Коля все слышал и сам вышел к нам. Лучше бы он этого не делал. С голым волосатым торсом, весь в саже, чёрный-пречерный, особенно лицо, держа в руке обугленное копыто, напоминающее какой-то дьявольский атрибут, он выглядел в буквальном смысле как чёрт из ада, который занимался утилизацией душ грешников. Рогов только не хватало.
- Здравствуйте. Извиняемся за доставленный вам дискомфорт, - Коля начал дипломатично, что вдохновляло.
- Что это у Вас в руке? – поинтересовалась Эмилия Сергеевна, на лице которой читался ужас.
  - Да бычья нога это, - флегматично произнес Коля и протянул ее копытами вперед прямо ей под нос.
- Боже, я так и знала, они здесь занимаются черной магией! – она побледнела, стала часто-часто дышать. Со словами «Совсем озверели!» Наталья Виловна взяла ее под мышки и отвела в сторону.
- Да нет же, мы из них хаш будем варить! Приходите попозже, угостим!
- Боже, они это еще едят! – еле успела выговорить Эмилия Сергеевна и упала в обморок.
- Вот что, молодые люди?! – профессор был настроен решительно, - Кончайте этот бардак, не то придется поговорить в другом месте!
- Да уже закончили, - произнес Коля, огорченно опустив руку с копытом.
Толпа кое-как рассосалась и мы закрылись.
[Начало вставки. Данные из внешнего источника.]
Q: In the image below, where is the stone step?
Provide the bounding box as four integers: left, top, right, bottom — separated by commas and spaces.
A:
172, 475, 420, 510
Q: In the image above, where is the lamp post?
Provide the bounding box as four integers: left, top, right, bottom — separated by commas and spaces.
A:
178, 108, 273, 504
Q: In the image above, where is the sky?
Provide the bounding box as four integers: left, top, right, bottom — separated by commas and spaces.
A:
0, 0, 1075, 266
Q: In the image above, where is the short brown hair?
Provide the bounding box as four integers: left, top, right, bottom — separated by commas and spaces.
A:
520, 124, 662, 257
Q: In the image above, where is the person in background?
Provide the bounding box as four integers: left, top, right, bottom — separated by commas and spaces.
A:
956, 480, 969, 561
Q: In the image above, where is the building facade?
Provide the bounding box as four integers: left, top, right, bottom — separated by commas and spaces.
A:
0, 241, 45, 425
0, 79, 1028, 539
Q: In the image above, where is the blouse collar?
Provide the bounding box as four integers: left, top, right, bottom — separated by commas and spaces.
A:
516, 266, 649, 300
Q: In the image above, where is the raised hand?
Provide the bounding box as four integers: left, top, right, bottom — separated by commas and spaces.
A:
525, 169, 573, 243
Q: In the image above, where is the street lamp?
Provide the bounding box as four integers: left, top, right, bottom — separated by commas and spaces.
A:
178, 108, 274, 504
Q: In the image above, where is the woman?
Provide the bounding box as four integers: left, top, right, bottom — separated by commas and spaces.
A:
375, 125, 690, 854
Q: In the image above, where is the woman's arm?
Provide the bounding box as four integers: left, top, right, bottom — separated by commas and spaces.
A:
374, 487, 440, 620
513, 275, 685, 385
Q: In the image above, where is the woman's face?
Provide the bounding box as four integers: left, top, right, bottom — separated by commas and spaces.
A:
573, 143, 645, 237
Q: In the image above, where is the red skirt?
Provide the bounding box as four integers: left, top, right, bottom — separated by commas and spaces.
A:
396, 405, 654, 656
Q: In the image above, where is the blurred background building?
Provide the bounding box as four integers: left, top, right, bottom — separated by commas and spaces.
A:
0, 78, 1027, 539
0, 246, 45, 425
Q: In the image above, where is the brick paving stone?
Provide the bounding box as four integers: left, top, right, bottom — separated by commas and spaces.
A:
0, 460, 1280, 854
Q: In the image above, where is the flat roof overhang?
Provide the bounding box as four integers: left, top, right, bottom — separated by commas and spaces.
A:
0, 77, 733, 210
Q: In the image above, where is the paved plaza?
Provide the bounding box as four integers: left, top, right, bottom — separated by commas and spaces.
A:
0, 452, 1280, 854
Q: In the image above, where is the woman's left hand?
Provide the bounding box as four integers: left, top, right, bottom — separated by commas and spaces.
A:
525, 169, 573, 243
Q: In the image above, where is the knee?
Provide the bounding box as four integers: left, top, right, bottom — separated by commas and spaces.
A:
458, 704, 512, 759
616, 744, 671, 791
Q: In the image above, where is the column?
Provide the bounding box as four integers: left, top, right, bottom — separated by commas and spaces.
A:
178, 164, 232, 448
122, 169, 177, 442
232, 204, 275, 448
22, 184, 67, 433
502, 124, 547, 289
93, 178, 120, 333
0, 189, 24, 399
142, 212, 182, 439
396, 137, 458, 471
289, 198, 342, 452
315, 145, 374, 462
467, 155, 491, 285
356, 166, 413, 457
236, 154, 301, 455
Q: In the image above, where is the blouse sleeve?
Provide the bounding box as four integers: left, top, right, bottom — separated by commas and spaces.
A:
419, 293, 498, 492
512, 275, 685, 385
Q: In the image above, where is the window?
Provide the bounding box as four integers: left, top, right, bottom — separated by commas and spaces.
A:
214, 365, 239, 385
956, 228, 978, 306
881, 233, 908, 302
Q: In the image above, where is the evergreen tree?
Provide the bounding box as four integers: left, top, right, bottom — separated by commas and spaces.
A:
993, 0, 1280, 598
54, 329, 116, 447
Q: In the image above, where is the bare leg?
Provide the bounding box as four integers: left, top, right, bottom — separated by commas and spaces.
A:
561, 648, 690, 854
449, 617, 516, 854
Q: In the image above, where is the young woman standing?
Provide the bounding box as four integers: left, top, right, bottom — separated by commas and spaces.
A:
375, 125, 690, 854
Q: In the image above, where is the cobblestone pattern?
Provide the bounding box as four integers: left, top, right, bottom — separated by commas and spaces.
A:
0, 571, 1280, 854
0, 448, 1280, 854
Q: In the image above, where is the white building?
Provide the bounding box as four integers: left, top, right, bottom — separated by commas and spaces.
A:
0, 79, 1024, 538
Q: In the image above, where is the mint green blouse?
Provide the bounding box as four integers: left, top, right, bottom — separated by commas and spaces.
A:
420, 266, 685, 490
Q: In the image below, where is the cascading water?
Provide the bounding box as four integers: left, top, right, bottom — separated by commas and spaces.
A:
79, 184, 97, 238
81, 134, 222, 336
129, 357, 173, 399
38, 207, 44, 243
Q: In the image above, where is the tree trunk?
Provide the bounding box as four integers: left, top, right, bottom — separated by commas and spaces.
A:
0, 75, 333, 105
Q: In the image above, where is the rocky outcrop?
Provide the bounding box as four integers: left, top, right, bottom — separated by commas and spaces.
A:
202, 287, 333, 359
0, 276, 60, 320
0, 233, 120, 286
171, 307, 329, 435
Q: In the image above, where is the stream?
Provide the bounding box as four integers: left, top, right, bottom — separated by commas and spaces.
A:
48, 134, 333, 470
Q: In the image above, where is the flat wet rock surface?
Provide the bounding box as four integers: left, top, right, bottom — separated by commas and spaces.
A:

Кухонный стол был заставлен обугленными копытами. Вокруг творилось что-то невообразимое – все, буквально все, было в саже и копоти. Особенно потолок, на котором имелись какие-то рельефные нашлёпки. Припорошенные гарью, они смотрелись весьма живописно. Это были яйца, оставшиеся от Гусейна, который тоже когда–то проживал в этой квартире. Да нет же, вы не так поняли, уважаемый читатель. Речь идет о куриных яйцах. Короче, поставил он их варить и заснул. Варились часов шесть, вода выкипела, кастрюля обуглилась, а яйца почернели, взорвались и прилили к потолку. Вот так они там и оказались.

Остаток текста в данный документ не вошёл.